ÉditosFaire de l’eau une priorité sociétale

Faire de l’eau une priorité sociétale

Par André Dumouchel

Alors que j’étais sur la route dernièrement, j’ai voulu faire un arrêt rapide pour m’acheter un café. À ma grande surprise, le commerce demandait à ses clients de se diriger exclusivement vers le service au volant. À côté de la note justificative affichée sur la porte de l’établissement, il y avait une seconde note : « Employés recherchés ! »

Cet incident m’a rappelé une autre anecdote vécue quelques semaines plus tôt, alors que je magasinais dans une grande quincaillerie avec fiston. Ma conjointe m’avait gentiment suggéré d’aller demander l’aide d’un expert pour me conseiller avant d’entamer mon nouveau projet de rénovation.

Quand l’employé est arrivé dans l’allée, d’un pas nonchalant, j’ai été stupéfait de noter non seulement qu’il terminait à peine sa puberté, mais aussi qu’il était compagnon d’école de mon ado. Je dois avouer que je cherchais davantage les conseils d’un Roger, 69 ans, aux mains maganées que ceux de Félix-Antoine, 16 ans, rempli de bonnes intentions !

Je ne suis évidemment pas le seul à vivre ces situations. Nous pourrions probablement tous nommer des dizaines d’anecdotes de ce genre vécues au cours des deux dernières années.

Le constat général est sans équivoque : actuellement, dans un très grand nombre de secteurs, la pénurie de main-d’œuvre force les employeurs à revoir à la baisse (bien malgré eux) leurs standards de qualité et de services. 

Il ne faut toutefois pas commettre l’erreur de penser que cette diminution de la qualité et des services est propre au secteur du service à la clientèle, loin de là. On le voit malheureusement dans le réseau de l’éducation et dans le système de santé. Ces services on ne peut plus essentiels tentent de pallier le manque de travailleurs en trouvant les endroits où les compressions feront le moins de dommages.

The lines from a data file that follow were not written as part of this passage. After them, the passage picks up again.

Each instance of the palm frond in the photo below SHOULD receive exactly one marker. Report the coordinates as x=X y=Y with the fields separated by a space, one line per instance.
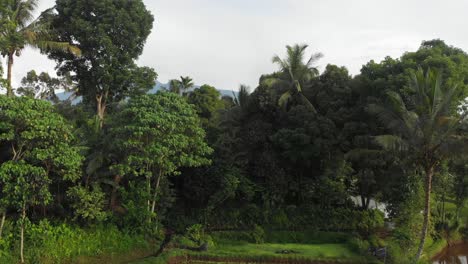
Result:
x=392 y=142
x=285 y=99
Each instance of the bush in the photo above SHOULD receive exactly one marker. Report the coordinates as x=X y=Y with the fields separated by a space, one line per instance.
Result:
x=61 y=243
x=258 y=235
x=358 y=245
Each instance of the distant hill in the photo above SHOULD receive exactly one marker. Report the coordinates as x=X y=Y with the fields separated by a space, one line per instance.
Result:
x=159 y=86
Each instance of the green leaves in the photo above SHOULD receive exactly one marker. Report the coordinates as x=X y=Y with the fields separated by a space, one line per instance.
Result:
x=40 y=149
x=161 y=134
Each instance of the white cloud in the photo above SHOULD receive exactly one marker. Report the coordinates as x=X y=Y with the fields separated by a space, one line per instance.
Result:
x=228 y=42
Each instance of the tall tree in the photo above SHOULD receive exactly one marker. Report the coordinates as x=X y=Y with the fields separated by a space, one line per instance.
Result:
x=19 y=29
x=40 y=151
x=295 y=73
x=161 y=135
x=186 y=83
x=426 y=128
x=111 y=35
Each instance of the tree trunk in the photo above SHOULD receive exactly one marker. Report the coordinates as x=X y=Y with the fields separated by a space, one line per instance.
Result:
x=10 y=60
x=153 y=206
x=113 y=199
x=2 y=223
x=427 y=210
x=23 y=217
x=101 y=101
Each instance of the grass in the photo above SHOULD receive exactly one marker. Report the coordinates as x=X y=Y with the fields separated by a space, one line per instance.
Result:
x=333 y=249
x=314 y=251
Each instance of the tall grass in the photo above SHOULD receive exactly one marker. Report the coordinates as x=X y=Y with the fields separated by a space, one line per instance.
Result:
x=47 y=243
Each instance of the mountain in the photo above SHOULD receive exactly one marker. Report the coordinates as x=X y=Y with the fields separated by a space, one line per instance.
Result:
x=159 y=86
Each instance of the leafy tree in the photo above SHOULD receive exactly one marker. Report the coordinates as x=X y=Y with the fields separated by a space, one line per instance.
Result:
x=161 y=134
x=40 y=151
x=43 y=86
x=18 y=29
x=294 y=74
x=111 y=35
x=427 y=129
x=207 y=101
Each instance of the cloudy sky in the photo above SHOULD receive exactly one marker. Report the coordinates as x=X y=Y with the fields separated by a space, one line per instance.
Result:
x=228 y=42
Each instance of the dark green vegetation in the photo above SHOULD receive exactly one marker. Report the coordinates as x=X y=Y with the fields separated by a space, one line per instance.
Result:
x=263 y=176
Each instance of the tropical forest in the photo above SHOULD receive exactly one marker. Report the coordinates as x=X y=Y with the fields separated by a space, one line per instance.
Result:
x=102 y=163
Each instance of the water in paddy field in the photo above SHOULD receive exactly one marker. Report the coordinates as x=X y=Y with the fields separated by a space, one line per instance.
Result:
x=453 y=255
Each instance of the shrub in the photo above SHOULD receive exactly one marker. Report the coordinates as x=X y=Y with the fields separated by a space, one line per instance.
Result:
x=258 y=234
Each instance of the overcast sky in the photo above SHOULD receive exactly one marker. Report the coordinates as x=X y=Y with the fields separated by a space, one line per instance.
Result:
x=228 y=42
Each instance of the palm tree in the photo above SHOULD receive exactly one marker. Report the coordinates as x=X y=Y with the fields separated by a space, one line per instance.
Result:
x=175 y=86
x=185 y=84
x=18 y=30
x=427 y=128
x=295 y=73
x=242 y=97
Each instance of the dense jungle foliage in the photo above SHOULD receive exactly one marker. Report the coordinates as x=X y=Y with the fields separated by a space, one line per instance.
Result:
x=115 y=169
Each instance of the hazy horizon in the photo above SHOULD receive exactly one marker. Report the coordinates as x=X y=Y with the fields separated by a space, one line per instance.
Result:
x=228 y=43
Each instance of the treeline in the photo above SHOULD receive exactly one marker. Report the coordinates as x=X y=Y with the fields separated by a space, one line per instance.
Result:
x=288 y=155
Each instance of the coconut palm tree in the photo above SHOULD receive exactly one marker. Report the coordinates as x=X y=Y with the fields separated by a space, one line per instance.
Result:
x=175 y=86
x=428 y=128
x=18 y=30
x=185 y=84
x=295 y=73
x=242 y=97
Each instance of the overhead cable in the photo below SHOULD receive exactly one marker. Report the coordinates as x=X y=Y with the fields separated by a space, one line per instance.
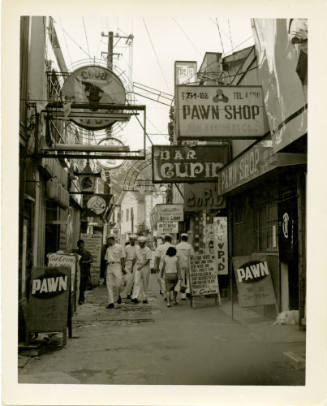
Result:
x=155 y=52
x=221 y=41
x=87 y=42
x=189 y=39
x=75 y=42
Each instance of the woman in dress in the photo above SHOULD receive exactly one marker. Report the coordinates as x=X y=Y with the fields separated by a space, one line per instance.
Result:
x=171 y=273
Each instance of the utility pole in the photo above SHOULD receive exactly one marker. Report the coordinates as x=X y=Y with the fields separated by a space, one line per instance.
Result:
x=110 y=55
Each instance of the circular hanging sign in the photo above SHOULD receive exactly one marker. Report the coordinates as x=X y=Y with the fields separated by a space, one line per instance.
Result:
x=110 y=163
x=97 y=204
x=94 y=85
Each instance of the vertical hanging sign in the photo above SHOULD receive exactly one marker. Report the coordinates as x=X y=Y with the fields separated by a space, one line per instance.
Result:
x=221 y=244
x=185 y=72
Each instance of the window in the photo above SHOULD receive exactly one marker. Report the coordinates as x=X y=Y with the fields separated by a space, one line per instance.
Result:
x=266 y=222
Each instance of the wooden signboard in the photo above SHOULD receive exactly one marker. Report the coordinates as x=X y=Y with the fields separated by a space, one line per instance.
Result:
x=203 y=276
x=221 y=244
x=167 y=227
x=47 y=309
x=93 y=244
x=71 y=261
x=253 y=280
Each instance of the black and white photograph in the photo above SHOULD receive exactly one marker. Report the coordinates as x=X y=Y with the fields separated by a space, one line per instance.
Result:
x=162 y=190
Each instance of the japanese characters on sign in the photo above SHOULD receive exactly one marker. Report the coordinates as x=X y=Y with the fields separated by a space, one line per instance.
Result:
x=221 y=244
x=250 y=165
x=173 y=164
x=253 y=280
x=68 y=260
x=170 y=212
x=203 y=275
x=167 y=227
x=185 y=72
x=202 y=196
x=224 y=111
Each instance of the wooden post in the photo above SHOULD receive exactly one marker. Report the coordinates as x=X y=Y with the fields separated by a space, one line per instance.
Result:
x=301 y=189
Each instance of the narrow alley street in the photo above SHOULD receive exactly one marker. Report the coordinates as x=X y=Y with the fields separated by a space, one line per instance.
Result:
x=155 y=345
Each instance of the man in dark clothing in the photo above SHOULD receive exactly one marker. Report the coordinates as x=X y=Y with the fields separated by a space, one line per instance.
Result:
x=103 y=264
x=85 y=265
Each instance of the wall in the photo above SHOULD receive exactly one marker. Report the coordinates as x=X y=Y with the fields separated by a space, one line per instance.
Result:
x=255 y=224
x=131 y=200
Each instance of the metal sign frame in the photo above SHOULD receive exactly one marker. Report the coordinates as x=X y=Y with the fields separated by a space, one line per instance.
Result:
x=83 y=151
x=203 y=97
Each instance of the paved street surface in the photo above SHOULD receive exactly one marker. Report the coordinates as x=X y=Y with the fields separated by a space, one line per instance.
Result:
x=153 y=344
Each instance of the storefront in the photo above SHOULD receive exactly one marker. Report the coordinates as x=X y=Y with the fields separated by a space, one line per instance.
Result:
x=265 y=195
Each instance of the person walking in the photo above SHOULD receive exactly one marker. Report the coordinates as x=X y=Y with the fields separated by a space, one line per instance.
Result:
x=159 y=255
x=115 y=259
x=85 y=266
x=142 y=272
x=103 y=263
x=170 y=272
x=130 y=259
x=184 y=252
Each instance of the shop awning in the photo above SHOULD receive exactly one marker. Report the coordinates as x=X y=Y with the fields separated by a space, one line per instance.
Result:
x=256 y=161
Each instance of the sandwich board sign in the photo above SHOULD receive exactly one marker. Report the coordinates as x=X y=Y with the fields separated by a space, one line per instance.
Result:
x=253 y=281
x=47 y=309
x=203 y=276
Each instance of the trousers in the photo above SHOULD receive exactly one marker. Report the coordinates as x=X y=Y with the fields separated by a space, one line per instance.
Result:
x=114 y=279
x=129 y=280
x=185 y=280
x=141 y=283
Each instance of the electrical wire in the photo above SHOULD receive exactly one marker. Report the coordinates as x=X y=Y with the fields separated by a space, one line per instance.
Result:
x=65 y=41
x=230 y=36
x=238 y=45
x=155 y=52
x=72 y=39
x=221 y=40
x=87 y=42
x=189 y=39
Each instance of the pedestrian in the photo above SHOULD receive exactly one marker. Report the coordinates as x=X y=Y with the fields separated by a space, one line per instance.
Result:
x=115 y=259
x=171 y=273
x=130 y=259
x=159 y=255
x=184 y=252
x=103 y=263
x=142 y=272
x=85 y=265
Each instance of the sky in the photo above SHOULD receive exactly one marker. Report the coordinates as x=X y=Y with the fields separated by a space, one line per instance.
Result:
x=157 y=43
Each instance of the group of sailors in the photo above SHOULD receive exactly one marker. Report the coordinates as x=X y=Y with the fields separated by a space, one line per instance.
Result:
x=127 y=270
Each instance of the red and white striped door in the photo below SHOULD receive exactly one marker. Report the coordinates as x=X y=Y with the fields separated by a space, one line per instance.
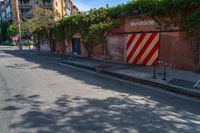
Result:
x=143 y=48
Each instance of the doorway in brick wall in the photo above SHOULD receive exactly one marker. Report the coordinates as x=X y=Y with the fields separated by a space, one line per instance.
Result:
x=76 y=46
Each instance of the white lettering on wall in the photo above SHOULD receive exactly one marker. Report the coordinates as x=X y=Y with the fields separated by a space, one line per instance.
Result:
x=143 y=23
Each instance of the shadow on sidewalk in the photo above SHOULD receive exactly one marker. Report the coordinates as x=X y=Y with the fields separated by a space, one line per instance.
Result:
x=138 y=109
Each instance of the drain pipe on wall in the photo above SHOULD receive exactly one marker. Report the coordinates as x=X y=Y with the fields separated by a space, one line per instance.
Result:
x=196 y=84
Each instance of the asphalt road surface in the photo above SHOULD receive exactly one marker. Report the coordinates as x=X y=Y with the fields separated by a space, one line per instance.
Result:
x=38 y=96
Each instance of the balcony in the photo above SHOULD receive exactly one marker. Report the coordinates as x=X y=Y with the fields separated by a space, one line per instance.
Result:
x=25 y=6
x=48 y=6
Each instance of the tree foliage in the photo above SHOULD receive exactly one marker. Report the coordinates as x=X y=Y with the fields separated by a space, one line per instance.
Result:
x=12 y=30
x=92 y=25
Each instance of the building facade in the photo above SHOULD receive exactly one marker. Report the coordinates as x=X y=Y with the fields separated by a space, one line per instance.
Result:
x=141 y=42
x=9 y=11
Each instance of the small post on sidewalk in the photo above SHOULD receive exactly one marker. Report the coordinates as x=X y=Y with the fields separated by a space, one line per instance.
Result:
x=154 y=72
x=165 y=71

Dans ce contexte, pour le présent numéro, nous avons tenté de brosser le portrait le plus juste des conséquences de la pénurie de main-d’œuvre dans le secteur de l’eau.

En plus d’être au cœur de l’environnement, le secteur de l’approvisionnement et du traitement de l’eau est un service essentiel, qui a des répercussions directes sur la santé publique.

Baisser la garde en ce qui a trait à la qualité des services n’est donc pas une solution, mais le contexte actuel rend la tâche extrêmement difficile aux employeurs publics et privés. 

Au moment où la pénurie les frappe de plein fouet, les départs à la retraite creusent un trou béant de quelque 2 000 professionnels à remplacer d’ici 2024. Oui, vous avez bien lu : 2024. Pour accentuer les besoins criants, on constate une méconnaissance des métiers de la filière de l’eau chez les jeunes, qui leur préfèrent d’autres industries jugées plus attrayantes. Résultat : nos établissements de formation de haut niveau, reconnus ici et ailleurs, peinent à remplir leurs classes.   Si vous voulez mon avis, la situation ne risque pas de changer de sitôt avec la récente annonce du gouvernement du Québec, qui lance plutôt une offensive de formation pour le marché de la construction, laquelle vise à former de 4 000 à 5 000 personnes supplémentaires pour qu’elles occupent des métiers en forte demande sur les chantiers.

Ces formations seront de courte durée et les étudiants recevront un soutien de 750 $ par semaine durant leur parcours. Une mesure exceptionnelle et ponctuelle du gouvernement pour une situation sûrement critique dans le domaine de la construction, je n’en doute point.

Si noble soit-elle, cette mesure pourrait avoir une incidence néfaste sur la décision que prendront les jeunes et les moins jeunes en quête d’un nouveau travail. Choisiront-ils un métier de l’eau ou un métier de la construction, croyez-vous ?

Les trois experts rencontrés sonnent l’alarme à propos de la situation actuelle, mais ils sont loin de jeter l’éponge. Selon eux, plusieurs solutions sont possibles pour remettre l’industrie à flot, notamment du côté des formations accélérées, qui permettraient entre autres la réallocation ou la requalification de la main-d’œuvre. On pense également à la simplification de l’immigration ainsi qu’à l’implantation au Québec de systèmes de formation qui font leurs preuves à l’étranger.

Au moment où les bouleversements sociaux et les changements climatiques sont déterminés à créer des défis dans le secteur de l’eau, il semble donc que les réponses sont sur la table et que les membres de l’industrie sont plus que jamais prêts à s’unir pour braver la tempête.

Encore faut-il que les mots d’ordre soient la concertation et la collaboration entre les différents acteurs afin que tout le monde rame dans le même sens et que l’on refasse de l’eau une priorité sociétale au Québec.